Overheidsconsumptie motor van de economische groei De volumegroei van de overheidsconsumptie is in 2002 uitgekomen op 3,8 procent. Evenals in 2001 groeit de overheidsconsumptie het snelst van alle bestedingscategorieën en is daarmee in beide jaren de motor van de Nederlandse economie. Hieraan dragen vooral de collectief gefinancierde uitgaven voor de gezondheidszorg bij, maar ook die voor onderwijs en openbaar bestuur.

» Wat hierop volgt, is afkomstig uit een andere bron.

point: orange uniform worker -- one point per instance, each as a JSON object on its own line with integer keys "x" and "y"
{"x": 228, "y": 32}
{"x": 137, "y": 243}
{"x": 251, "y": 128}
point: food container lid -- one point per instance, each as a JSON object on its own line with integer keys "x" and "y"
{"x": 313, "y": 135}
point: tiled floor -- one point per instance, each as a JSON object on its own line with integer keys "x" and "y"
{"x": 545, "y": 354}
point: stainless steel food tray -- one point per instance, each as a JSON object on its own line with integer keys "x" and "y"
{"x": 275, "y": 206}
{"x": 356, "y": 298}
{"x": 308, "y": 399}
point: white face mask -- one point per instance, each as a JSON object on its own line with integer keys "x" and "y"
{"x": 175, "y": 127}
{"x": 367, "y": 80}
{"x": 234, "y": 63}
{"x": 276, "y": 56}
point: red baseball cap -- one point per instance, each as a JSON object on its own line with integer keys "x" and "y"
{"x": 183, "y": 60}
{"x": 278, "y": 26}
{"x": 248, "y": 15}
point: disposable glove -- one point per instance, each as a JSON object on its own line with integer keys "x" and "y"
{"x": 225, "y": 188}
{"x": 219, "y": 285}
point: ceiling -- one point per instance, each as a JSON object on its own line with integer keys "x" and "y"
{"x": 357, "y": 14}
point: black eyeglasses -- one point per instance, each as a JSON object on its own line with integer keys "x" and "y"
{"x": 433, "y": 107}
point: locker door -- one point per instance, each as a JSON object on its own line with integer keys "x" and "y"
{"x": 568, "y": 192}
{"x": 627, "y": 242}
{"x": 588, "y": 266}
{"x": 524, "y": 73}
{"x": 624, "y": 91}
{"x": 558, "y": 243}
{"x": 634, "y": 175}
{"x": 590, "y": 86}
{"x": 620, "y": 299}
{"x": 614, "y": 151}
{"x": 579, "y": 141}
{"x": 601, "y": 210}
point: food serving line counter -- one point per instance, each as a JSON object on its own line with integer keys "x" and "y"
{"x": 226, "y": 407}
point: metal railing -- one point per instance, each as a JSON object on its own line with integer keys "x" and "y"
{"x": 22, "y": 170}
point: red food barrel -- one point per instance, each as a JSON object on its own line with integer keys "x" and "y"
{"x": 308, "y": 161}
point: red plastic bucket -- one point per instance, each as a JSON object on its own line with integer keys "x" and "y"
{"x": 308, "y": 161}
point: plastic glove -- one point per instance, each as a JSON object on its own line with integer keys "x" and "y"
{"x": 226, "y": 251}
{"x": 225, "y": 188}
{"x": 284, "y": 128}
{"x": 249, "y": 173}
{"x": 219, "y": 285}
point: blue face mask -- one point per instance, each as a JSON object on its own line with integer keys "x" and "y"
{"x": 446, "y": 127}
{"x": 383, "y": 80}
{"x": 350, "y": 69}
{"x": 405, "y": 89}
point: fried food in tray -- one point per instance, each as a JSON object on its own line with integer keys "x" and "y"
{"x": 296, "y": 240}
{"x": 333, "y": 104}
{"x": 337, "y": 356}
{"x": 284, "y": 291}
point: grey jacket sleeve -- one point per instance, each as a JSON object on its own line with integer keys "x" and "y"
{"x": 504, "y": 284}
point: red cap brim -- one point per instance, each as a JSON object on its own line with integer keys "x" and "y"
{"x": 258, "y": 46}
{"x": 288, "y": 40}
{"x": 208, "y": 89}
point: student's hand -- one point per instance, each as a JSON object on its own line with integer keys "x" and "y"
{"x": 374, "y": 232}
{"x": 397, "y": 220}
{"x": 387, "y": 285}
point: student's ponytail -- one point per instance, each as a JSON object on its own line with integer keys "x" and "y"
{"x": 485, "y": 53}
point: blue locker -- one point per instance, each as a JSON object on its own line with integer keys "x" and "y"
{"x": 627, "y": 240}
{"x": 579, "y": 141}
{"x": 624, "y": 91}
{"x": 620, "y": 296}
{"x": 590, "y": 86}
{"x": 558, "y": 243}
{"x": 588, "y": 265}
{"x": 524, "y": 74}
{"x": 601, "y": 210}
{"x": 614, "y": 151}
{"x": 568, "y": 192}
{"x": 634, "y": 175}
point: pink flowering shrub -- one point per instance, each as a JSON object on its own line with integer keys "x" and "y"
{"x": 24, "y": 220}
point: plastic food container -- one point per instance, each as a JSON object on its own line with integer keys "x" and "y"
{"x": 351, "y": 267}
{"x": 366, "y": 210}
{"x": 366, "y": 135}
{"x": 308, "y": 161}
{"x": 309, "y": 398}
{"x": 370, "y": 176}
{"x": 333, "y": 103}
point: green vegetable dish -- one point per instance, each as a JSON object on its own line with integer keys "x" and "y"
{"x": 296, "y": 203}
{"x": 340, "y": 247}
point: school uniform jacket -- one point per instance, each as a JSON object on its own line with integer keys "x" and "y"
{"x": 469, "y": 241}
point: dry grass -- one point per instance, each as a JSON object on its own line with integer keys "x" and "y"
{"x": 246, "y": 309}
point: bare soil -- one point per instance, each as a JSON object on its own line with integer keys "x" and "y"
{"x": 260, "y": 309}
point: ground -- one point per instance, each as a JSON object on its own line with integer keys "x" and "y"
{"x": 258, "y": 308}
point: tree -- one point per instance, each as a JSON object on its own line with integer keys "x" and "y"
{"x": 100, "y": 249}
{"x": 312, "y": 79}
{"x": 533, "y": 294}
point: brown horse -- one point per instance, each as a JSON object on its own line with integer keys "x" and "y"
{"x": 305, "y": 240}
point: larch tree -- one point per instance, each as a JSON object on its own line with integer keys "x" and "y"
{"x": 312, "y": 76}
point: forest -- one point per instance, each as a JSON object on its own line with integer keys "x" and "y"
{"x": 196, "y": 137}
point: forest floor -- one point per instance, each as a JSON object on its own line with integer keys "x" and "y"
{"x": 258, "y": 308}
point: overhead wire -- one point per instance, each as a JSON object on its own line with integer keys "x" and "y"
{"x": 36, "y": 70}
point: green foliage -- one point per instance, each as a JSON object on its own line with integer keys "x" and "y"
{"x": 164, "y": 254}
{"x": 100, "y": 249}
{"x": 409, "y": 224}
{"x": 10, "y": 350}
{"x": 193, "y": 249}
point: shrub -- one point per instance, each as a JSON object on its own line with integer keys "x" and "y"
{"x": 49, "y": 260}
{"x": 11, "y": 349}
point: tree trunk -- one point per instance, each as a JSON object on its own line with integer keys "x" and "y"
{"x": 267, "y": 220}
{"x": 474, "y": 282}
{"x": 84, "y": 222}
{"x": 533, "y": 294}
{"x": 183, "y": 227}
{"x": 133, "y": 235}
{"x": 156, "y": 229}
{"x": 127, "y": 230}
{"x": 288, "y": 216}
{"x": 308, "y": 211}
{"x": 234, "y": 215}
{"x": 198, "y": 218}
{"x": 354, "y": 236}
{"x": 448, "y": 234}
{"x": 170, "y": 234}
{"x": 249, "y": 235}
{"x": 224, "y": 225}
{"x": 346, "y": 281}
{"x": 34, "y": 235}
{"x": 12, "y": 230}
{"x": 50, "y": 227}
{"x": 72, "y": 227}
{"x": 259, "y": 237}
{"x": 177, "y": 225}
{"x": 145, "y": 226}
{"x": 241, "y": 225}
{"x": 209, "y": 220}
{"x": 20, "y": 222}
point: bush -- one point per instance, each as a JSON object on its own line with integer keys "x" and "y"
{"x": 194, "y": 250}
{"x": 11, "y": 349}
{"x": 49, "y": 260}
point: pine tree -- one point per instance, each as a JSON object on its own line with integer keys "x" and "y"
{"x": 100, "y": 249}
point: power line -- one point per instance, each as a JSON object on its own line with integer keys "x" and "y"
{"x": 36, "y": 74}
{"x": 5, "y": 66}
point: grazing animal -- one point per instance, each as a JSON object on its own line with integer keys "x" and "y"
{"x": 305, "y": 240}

Forse daling investeringen
De sterkste daling is te vinden bij de investeringen in vaste activa. In 2002 is daarin 3,7 procent minder geïnvesteerd dan in 2001. Vooral de investeringen in computers, machines en installaties, zakenauto's en vliegtuigen zijn gedaald. Ook in gebouwen en woningen is minder geïnvesteerd. In infrastructuur is ongeveer evenveel geïnvesteerd als in 2001. Hierbij gaat het voor het overgrote deel om productie op al eerder gestarte grote projecten zoals de Betuwelijn en de HSL.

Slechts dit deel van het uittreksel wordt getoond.